I hope that the Minister will listen to the sector when it says, “Let us hold those reviews when we need to, rather than telling us that we have to hold them, because if we are overwhelmed by people, we can’t do the job that you are asking us to do.” I do not disagree on the policy intent, but the context is different, and if we do not react to the context, all this good work, and all the legislation, will be for nothing, because there will not be appointments. There will be a negative relationship between debt advisers and the people whom they are trying to help, which will affect whether people listen to what advisers are saying; debts will continue to rise; creditors will go unpaid; and for people, the breathing space will feel like holding their breath, rather than coming up for air.
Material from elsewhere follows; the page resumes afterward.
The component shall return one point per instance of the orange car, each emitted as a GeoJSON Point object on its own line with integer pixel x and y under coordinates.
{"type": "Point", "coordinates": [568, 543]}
We should recognise the professionalism, expertise and qualifications of those giving debt advice to our constituents, and not try to put a provision in the Bill that prejudges what they do. Speaking from experience, they have worked incredibly well, over time, with my constituents, so I question whether the midway review is necessary.

Let me give a case from my constituency. A woman came to my office very upset, very much in the way that the hon. Member for Walthamstow described, because she was being evicted the next day. We had to swing into action and try to find ways around that, and spoke to the Glasgow Housing Association. It did take time to make that happen, but the GHA sat down with her, went through all her bills and outgoings and worked with her intensively over a period, to make sure it would get the rent money and that the other debts she had, that were also causing her problems, were taken care of.

I was struck by the professionalism of the GHA advisers and by the fact that they were experienced and were tough but compassionate with the woman. They made sure she could see a way through. If people see an arbitrary cut-off point halfway through, that will give them fear, not reassurance. There is a risk that the respite will be removed from people who are supposed to be helped by the midway review, if it is put at an arbitrary halfway point. The Minister should consider whether that is really the outcome that he wants to achieve. Yes, there should be some kind of review mechanism, but my experience is that it is done all the way through the process. There is no need for the midway review, because reviewing is already happening.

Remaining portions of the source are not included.